Lately, I’ve been thinking about my life and the impact I want to have on the world. And, as I consider the list of things I’d like to accomplish, I’ve realized a disturbing fact – there are some things that I now doubt my ability to do.

These include the ability to:

  • Commit to any high-stress job that requires long days in a typical office environment. This means many things I would love to do – such as going to law school and working as a PD,  going to grad school and finishing up my neuropsychology degree,  or opening my own financial management consulting firm for small businesses – are potentially out of the question forever. Fluorescent lighting, varied sleep schedules, and long, long hours all mean increased migraine.
  • Make promises to my daughter about future events. Some days the migraine comes on full force, and there is nothing I can do to stop it. It doesn’t matter if she’s in a play, or has an award ceremony, or wants me to attend a field trip. I can’t do it. And, knowing this can happen, that I can be completely disabled at a moment’s notice, I don’t promise it. But, I wish I could.
  • Pack my calendar. I can get a lot of stuff done in one day. I can write five articles, edit three chapters of a book, read two newspapers and two trade journals, research a big project, enter two poetry contests, help my daughter with homework, go to dance class, make dinner, balance our budget, pay bills, and spend quality time with my husband, all in one day. IF, it’s a good day. But, if it’s a bad day, if the migraine kicks in by 7 a.m. and ramps up to a level 7 or 8 by noon, I’m lucky if I get even one of those things done – let alone all of them. So, while I can crowd a lot of stuff into one day, I have to leave room for the bad days. And, this means planning for less than I feel I can accomplish, just in case some (or all) of tomorrow’s scheduled work has to be pushed off until the next day. And, I hate that.
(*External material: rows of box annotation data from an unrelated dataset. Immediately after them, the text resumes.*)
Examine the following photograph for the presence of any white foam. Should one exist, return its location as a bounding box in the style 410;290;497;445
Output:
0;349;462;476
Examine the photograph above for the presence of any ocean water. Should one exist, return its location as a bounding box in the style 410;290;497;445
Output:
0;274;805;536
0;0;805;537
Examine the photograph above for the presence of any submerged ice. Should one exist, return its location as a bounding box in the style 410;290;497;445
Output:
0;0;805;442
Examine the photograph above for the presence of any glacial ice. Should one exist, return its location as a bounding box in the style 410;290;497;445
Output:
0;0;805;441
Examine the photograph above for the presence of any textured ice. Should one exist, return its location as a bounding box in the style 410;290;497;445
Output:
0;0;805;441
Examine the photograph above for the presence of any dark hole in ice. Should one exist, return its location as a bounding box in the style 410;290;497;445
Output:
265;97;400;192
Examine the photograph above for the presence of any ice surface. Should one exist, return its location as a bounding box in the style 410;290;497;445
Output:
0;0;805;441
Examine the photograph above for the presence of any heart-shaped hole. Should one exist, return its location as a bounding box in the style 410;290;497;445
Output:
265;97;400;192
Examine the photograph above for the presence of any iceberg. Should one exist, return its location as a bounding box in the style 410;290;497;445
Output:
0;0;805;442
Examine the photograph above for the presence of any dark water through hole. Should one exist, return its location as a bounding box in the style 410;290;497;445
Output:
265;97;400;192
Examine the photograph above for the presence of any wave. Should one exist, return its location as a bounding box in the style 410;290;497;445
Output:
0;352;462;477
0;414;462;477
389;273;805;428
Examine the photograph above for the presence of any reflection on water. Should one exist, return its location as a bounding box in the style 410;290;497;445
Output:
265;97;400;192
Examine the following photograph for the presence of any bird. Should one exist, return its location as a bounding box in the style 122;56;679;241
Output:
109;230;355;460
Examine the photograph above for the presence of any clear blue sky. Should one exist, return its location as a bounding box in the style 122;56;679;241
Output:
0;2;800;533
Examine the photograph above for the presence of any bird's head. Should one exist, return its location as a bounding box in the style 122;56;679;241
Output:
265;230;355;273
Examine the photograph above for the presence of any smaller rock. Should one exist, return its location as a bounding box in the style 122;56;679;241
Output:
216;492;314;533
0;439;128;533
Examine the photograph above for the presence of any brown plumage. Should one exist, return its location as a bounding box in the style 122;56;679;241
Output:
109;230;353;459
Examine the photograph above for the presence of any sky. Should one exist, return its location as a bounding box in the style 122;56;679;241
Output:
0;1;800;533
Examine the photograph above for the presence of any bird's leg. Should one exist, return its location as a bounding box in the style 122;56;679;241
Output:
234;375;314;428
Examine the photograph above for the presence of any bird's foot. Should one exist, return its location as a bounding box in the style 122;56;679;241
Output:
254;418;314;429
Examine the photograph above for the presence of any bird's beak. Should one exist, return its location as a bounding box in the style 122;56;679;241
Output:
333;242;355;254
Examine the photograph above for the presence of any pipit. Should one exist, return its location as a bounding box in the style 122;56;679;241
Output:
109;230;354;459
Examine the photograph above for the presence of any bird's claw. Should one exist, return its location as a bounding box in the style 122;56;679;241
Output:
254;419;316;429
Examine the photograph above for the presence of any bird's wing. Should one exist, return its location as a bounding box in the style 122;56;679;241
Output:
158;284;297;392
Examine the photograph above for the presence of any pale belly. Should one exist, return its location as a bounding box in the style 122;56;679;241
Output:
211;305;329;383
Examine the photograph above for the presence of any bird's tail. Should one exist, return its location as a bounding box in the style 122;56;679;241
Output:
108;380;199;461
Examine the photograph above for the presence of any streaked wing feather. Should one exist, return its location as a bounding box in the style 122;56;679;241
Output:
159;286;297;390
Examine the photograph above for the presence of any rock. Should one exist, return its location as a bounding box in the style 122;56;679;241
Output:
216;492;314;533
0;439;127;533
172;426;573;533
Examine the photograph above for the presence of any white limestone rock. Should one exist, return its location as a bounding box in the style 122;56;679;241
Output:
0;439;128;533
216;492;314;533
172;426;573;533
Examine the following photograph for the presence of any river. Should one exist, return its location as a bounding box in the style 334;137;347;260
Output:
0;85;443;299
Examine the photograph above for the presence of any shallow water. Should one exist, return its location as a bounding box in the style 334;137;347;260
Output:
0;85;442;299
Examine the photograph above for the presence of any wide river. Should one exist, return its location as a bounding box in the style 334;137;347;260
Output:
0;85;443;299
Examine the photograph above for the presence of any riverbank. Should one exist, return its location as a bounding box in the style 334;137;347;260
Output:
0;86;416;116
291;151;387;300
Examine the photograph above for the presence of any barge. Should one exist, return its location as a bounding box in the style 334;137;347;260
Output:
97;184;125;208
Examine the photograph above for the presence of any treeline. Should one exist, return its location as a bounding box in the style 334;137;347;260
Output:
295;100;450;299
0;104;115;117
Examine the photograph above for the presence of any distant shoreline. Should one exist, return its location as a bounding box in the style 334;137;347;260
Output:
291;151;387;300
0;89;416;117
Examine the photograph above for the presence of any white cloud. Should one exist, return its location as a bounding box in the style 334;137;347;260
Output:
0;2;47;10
There are, of course, more things that could be added to this list, but these are the big things. The things that make me feel less than able even when I don’t feel dis-abled. These are the things that remind me, on a near constant basis, that I am, in fact, chronically ill. And, on some days, I really, really resent that.

What about you? I know I’m not alone. What has migraine disease left you feeling less than able to do or accomplish?

6 thoughts on “Feeling Less Than Able

  1. I am so glad I stumbled upon your blog. I, too, have chronic migraines and I SO relate to this post. I used to be one of those go-go-go people, and now, on so many days, I’m slumped in bed, unable to do much of anything. And I’m on my medications! I can’t imagine what it would be like if I weren’t. Thanks so much for sharing. Can’t wait to read the rest of your blog

    • Thank you, Christine. I’m sorry you’re having to suffer with chronic migraines. Hopefully, by connecting with others like us, it’ll be a little easier to cope. Feel free to reach out, if you need support. The Chronic Babe forums are great for that, too.

  2. I, too, am so glad that I stumbled upon your blog. I’ve never heard anyone express so many of my thoughts about what it is like to live with migraines. This blog struck a chord, as I am trying to come to terms with the fact that I have three degrees (pre-migraines) and probably am going to have to change careers, give up a career, or at least not achieve as much as I once thought. I have a job in an office building but can’t tolerate fluorescent light. Going to meetings or walking down the hall is horrendous. I want to get off migraine meds to get pregnant, so I’m feeling particularly hopeless these days (but not completely). This is such a constraining condition. Thank you for creating this space!

    • Thank you for your kind words, Julia. It’s nice to know we’re not alone. I’m sorry the lights are bothering you so much – I have that problem, too. I know it can be difficult to give up the life we thought we’d lead for the one we’re actually leading, but I hope that you find a work/living scenario that works well for you.